You see a scene in the 19th century and then how in the present day fanciful flesh is added to an incomplete skeleton of facts. Whether the tabloids would get so carried away with an academic claiming Byron had to flee the country after a duel is debatable, even in 1993, but we do see how history has to be sensationalised in our celebrity obsessed culture, the Plantagenets and the Tudors currently receiving the speculation and star treatment.

We also see how eager people are to make facts fit their theory rather than allowing facts to speak, or indeed remain silent, for themselves.

English Touring Theatre have built up a well deserved reputation for exceptional productions and this is will only add to that. Incidentally, in an ETT poll Arcadia came fourth in a poll to find the nation’s favourite plays, which can’t be a bad recommendation - the winner was The History Boys which passed through the Alex a few weeks ago.

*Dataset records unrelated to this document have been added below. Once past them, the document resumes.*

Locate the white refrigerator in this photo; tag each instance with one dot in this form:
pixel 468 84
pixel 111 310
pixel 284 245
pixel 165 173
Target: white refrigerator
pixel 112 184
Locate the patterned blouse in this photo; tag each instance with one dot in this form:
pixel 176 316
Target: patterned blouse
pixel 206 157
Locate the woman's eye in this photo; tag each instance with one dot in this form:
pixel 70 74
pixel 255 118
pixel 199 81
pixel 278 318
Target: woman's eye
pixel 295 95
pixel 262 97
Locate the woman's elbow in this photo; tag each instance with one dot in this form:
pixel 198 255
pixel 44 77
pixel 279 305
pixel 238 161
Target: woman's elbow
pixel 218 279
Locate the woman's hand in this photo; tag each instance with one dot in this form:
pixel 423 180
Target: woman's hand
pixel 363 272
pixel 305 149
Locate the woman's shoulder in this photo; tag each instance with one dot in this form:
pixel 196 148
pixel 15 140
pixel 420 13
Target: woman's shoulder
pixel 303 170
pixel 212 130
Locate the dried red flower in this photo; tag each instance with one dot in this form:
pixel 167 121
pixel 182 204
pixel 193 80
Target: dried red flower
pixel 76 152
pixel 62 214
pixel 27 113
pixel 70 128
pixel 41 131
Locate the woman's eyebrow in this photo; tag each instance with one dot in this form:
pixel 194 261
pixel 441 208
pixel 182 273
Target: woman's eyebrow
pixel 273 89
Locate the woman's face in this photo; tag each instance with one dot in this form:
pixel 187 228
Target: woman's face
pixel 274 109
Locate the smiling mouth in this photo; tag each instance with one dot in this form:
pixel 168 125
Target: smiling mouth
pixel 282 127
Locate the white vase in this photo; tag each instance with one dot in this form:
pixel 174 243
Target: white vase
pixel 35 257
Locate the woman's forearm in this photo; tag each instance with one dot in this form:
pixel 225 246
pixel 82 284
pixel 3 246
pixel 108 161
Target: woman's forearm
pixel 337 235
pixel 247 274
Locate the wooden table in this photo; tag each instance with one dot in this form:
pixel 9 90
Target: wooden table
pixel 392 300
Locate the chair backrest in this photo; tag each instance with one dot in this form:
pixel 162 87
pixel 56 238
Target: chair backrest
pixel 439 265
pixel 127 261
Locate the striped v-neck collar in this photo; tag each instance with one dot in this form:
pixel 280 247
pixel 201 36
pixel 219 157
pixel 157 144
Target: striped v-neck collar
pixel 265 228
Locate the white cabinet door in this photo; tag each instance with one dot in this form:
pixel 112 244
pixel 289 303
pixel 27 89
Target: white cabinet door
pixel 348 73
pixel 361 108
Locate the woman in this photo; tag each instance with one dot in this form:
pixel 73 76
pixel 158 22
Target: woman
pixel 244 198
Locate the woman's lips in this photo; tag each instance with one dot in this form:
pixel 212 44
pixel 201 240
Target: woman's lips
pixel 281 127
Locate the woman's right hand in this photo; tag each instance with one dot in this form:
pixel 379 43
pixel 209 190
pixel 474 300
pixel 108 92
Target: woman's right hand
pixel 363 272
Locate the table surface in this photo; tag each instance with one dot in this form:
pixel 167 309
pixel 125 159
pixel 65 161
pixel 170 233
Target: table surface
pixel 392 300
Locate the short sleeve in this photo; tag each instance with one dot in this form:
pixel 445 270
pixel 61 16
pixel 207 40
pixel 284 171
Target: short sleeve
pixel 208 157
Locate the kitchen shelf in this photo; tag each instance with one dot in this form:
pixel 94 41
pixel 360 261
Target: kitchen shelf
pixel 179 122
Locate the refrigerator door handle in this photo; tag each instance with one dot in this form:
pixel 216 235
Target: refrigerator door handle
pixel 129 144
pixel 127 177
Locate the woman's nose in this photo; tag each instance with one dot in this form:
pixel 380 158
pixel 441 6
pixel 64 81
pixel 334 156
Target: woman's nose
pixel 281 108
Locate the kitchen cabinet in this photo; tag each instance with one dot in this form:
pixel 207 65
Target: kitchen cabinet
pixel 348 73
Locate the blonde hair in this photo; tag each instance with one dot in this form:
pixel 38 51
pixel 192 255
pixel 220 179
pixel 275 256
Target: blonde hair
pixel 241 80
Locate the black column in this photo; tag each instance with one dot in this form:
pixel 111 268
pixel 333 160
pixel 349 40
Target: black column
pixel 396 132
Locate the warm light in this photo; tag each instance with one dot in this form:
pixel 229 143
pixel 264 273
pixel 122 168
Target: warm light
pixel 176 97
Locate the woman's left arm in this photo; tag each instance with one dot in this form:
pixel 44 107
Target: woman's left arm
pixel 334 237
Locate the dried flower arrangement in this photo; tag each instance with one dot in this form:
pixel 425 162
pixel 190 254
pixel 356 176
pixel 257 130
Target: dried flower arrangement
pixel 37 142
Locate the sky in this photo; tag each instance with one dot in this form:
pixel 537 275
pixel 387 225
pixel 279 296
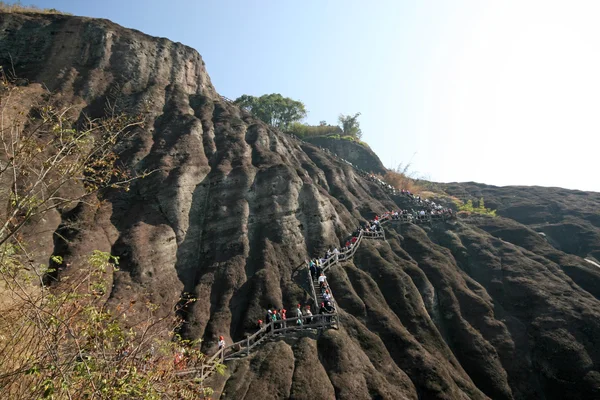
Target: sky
pixel 499 92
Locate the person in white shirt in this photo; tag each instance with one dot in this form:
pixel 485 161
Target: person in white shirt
pixel 322 280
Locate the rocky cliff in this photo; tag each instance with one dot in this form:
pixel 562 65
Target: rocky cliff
pixel 358 154
pixel 468 309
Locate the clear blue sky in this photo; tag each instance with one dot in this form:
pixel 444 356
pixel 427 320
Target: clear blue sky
pixel 499 92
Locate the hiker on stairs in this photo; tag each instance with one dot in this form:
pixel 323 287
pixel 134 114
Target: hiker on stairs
pixel 308 313
pixel 322 280
pixel 298 315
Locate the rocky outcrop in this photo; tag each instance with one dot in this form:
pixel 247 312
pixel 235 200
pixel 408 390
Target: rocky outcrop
pixel 473 309
pixel 358 154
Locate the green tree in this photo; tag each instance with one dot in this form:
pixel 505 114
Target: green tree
pixel 350 125
pixel 274 109
pixel 62 341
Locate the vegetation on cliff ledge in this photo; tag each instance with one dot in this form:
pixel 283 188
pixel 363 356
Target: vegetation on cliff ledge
pixel 58 337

Stoppards play even has it own misinformation, the science may be right but it is a fictional story, and remember the dahlia? It wasn’t discovered in the 19th century at all and the first specimen in Britain did not go to Sidley or indeed any country house, but was grown from seed in 1798 from originally Mexican plants which were sent to Kew from Spain.

It is not the easiest of plays to watch, demanding constant attention, but it is a rewarding and entertaining expereince. On opening night a few words were lost, which is a pity as this is a play which relies entirely on words, but first nights in a new theatre are a perennial problem for sound engineers and no doubt that will be sorted for the rest of the run. To 28-03-15.